But what really keeps catching our eye are the quality machines at much more affordable prices – bikes such as Calibre’s all-new Dark Peak, which is available at GO Outdoors’ shops or online. After all, not everybody wants to part with well into four figures for a branch of cycling that’s still very much in its infancy.
The Dark Peak is based around a slickly welded, double-butted and hydroformed aluminium frame paired with a carbon fork – pretty similar to what you’d get on any 750-quid road bike. But this also gets mudguard and rear rack mounts, which takes it into all-round, commuting and light touring territory, especially if your regular rides includes byways and unsurfaced canal towpaths, which is the case for several of our testers.
Tektro’s lyra cable disc brakes worked well with decent modulation:
The Dark Peak is specced with the sort of branded kit that is good to see on a bike at this price, including a Ritchey stem, bar and 27.2mm seatpost, and a Selle Royal saddle that’s as long as Fizik’s endurance-friendly Arione.
The compact drop handlebar has a good shape that’s friendly to bigger hands, but on our 58cm test bike we’d have expected a 44cm width – which GO Outdoors has informed us will be the case on production models. Instead our test ride came with a narrow – and cramped-feeling – 42cm offering. It was however wrapped in plush, thick, cushioned bar tape for when things get a bit bumpy.

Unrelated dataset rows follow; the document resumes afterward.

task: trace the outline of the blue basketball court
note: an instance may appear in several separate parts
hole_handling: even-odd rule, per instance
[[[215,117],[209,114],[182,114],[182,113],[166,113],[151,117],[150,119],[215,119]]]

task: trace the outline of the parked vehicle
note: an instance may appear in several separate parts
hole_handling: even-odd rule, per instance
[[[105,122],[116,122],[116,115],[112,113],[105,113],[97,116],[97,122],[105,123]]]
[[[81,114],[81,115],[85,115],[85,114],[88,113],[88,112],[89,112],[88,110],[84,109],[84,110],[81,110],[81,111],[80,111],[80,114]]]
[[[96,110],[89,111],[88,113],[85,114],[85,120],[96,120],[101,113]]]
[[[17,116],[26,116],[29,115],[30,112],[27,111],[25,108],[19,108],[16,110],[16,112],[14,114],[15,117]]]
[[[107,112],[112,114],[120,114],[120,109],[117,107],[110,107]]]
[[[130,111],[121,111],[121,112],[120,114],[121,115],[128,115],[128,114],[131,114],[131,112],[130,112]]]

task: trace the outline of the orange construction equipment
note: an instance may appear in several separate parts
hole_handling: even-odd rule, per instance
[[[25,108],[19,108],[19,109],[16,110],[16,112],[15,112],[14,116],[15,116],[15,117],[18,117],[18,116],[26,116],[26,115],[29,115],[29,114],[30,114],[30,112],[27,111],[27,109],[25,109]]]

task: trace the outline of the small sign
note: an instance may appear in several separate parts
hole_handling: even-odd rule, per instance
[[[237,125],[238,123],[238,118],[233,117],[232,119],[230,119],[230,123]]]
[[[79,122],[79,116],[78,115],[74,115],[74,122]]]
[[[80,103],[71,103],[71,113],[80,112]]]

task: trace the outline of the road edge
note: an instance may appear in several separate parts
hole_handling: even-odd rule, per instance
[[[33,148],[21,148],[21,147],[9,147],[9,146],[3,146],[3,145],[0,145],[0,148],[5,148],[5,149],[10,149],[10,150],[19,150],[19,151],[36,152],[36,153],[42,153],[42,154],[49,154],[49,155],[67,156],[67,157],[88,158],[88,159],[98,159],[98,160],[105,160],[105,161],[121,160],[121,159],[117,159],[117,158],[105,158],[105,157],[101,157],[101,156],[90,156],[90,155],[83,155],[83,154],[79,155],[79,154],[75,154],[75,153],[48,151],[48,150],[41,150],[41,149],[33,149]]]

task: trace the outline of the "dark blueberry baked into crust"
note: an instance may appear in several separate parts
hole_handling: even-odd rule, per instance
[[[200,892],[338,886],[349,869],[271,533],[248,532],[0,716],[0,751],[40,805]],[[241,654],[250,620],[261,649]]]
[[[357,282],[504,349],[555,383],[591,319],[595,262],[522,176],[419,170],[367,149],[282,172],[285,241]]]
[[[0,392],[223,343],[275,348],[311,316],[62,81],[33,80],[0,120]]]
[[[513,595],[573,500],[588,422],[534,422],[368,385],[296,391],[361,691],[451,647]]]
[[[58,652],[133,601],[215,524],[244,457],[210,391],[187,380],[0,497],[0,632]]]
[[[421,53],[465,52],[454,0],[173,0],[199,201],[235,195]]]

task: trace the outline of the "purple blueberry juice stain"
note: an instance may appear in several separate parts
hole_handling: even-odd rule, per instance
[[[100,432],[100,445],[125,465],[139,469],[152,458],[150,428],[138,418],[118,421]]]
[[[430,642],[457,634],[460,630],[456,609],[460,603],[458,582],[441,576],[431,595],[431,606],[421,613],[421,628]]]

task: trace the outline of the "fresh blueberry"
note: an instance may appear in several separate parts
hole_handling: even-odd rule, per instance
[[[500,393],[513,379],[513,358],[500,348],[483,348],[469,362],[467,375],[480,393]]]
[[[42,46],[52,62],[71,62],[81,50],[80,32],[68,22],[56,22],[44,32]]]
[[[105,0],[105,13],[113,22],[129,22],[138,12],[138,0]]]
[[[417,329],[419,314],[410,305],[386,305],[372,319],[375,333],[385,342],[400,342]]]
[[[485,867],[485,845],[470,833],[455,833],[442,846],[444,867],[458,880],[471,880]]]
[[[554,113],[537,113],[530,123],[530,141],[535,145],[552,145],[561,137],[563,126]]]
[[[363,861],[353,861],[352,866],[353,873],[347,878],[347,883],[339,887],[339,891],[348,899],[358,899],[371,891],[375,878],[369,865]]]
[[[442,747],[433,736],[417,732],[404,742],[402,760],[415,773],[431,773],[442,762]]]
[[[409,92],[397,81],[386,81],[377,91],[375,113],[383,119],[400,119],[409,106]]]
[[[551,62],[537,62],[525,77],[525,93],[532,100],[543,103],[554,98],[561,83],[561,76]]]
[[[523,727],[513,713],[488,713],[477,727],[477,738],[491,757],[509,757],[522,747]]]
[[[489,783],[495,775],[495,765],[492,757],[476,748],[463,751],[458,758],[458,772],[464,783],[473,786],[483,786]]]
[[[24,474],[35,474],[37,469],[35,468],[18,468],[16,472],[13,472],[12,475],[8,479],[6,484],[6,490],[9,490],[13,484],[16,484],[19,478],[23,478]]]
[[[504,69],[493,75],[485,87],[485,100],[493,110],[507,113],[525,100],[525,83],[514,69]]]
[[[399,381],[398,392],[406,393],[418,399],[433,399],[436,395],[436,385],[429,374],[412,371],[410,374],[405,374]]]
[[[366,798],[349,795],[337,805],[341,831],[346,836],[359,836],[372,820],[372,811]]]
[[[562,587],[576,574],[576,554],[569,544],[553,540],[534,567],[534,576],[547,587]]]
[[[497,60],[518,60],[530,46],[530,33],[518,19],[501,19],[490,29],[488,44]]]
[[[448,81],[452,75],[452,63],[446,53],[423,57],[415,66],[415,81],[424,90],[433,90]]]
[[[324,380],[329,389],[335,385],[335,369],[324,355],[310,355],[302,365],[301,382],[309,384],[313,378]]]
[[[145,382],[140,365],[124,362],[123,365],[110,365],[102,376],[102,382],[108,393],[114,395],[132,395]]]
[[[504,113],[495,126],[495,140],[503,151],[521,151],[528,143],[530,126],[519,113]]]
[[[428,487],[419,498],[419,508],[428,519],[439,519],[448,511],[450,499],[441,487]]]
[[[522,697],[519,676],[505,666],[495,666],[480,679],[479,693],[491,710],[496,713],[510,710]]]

The drivetrain combines Shimano Tiagra with a basic FSA Vero cyclocross-friendly 46/36 chainset. Paired with an 11-28 cassette, it provides an ample range for most conditions.
A bike that wants to stay off-road
The combination of WTB rims, 40mm WTB tyres and Shimano disc hubs is simultaneously both one of the Dark Peak’s best assets and its biggest flaw. The ChrisCross i19s rims are wide, 19mm internally, and are well suited to the voluminous 40mm Nano tyres. The tubeless-compatible rim is good to see at this price, too.
Take the Dark Peak off road and you’ll find the wheels stiff, strong and smooth running, and though the tyre tread is designed for aggressive riding on hard-packed dirt and gravel, we found that the WTBs cut through the wettest slime with very little mud packing. The bike tracks straight, corners well and the tyres keep you well cushioned. It feels refined off road and allows you to tick along at a decent speed when other drop-barred bikes would be floundering in the sludge.
Off road the dark peak tracks straight and corners well:
Off road the Dark Peak tracks straight and corners well
Even the Tektro Lyra cable disc brakes worked well, whereas they have felt a little wooden on other bikes. There was a little initial play in the levers before they bite, but after that they offer plenty of progressive feel.
But on the road – where you’d expect to spend a lot of time – it’s different. The tough rims weigh 372g each and are wrapped with 470g tyres. Add around 250g for the tubes and you’re shifting a lot of rotating weight. This is something you really feel when climbing, when slightly lower gears might also be welcome.
With the chunky tread adding inertia, and the skinny bar not helping matters, the steering feels sluggish, with the result that any corrections or direction changes require plenty of muscle to get over the dulled response. Hopefully the wider bar on the bike you’ll find in the shops will go some way to mitigating this.
We do have to say though that GO Outdoors knows how to build a budget bike. Its well-considered contact points and kit make it obvious that the Dark Peak is put together by enthusiasts, not beancounters. And its £799 price becomes an even better £699 if you buy a GO Outdoors discount card – yours for just a fiver. Result.